The second big effect from the dual shocks is a further stoking of inflationary pressures. Inflation, already a substantial problem in most countries, will accelerate further. This will put increased pressure on those households most at risk of being displaced by weakening economic conditions. While the risk of stagflation has been discussed for months, the current situation poses the largest risk to date. This comes as economic stimulus from fiscal policy is fading and central banks, led by the Federal Reserve, are starting to tighten monetary policy.

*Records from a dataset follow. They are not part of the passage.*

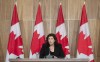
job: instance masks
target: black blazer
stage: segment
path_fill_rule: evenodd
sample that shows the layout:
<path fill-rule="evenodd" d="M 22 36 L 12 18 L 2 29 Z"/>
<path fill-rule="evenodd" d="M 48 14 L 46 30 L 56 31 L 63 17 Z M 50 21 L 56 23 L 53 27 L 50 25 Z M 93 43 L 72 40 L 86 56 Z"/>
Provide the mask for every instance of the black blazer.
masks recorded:
<path fill-rule="evenodd" d="M 49 53 L 50 53 L 49 46 L 47 46 L 46 44 L 43 44 L 42 48 L 40 50 L 39 58 L 46 58 L 46 56 L 49 55 Z M 61 44 L 58 44 L 55 46 L 54 56 L 56 56 L 57 58 L 64 58 L 65 57 Z"/>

Perhaps most challenging for policymakers is the potential breadth of the supply shock. As compared to an energy shock (e.g., of the 1970s), where the impacts are widespread, but the source is easy to identify and track, the sources of the COVID-related disruption have already been much wider. And, it is only going to widen further. Looking at the current situation, it is hard to see a sector that is not going to be significantly affected. Only a few (such as energy and basic materials) will be positively impacted. Most industries will be experiencing both higher costs and greater supply-chain headaches. While there are short-run effects, we also need to be increasingly mindful of long-run effects on productivity and inflationary expectations.
So, what should households and businesses do? Households need to brace for impact. Despite the roaring economy experienced by many parts of the world in 2021, this year will bring increased risks for weaker labor markets and sustained inflation. Households should assess their ability to weather a slowdown and plan accordingly. Businesses have a harder problem to solve. First, businesses need to trace back through their own supply chains how they may be unexpectedly dependent on newly-scarce raw materials from Russia and a wider range of manufactured products from China. Once understanding specific risks, businesses will need to develop contingency plans to minimize operational impacts. Likewise, businesses will need to gauge the possible effects on demand for their goods and services in the event of a slowdown in the global economy and/or a longer than expected spell of high inflation.
1 See, https://www.iea.org/reports/russian-supplies-to-global-energy-markets/oil-market-and-russian-supply-2.
2 See, https://pubs.usgs.gov/myb/vol3/2017-18/myb3-2017-18-russia.pdf.
3 Natural gas is also used to generate ammonia and urea, key components of fertilizer.
4 See, https://foreignpolicy.com/2022/03/24/russia-war-ukraine-food-crisis-wheat-fertilizer/.
5 See, https://www.reuters.com/business/healthcare-pharmaceuticals/chinas-most-used-covid-shots-effective-against-delta-variant-study-2022-01-31/. Though it should be noted that the Chinese vaccines seem to be quite effective at preventing serious illness, hospitalization and death which is very good news for China’s populace.
7 It’s also worth noting that China is also a major producer of many critical minerals.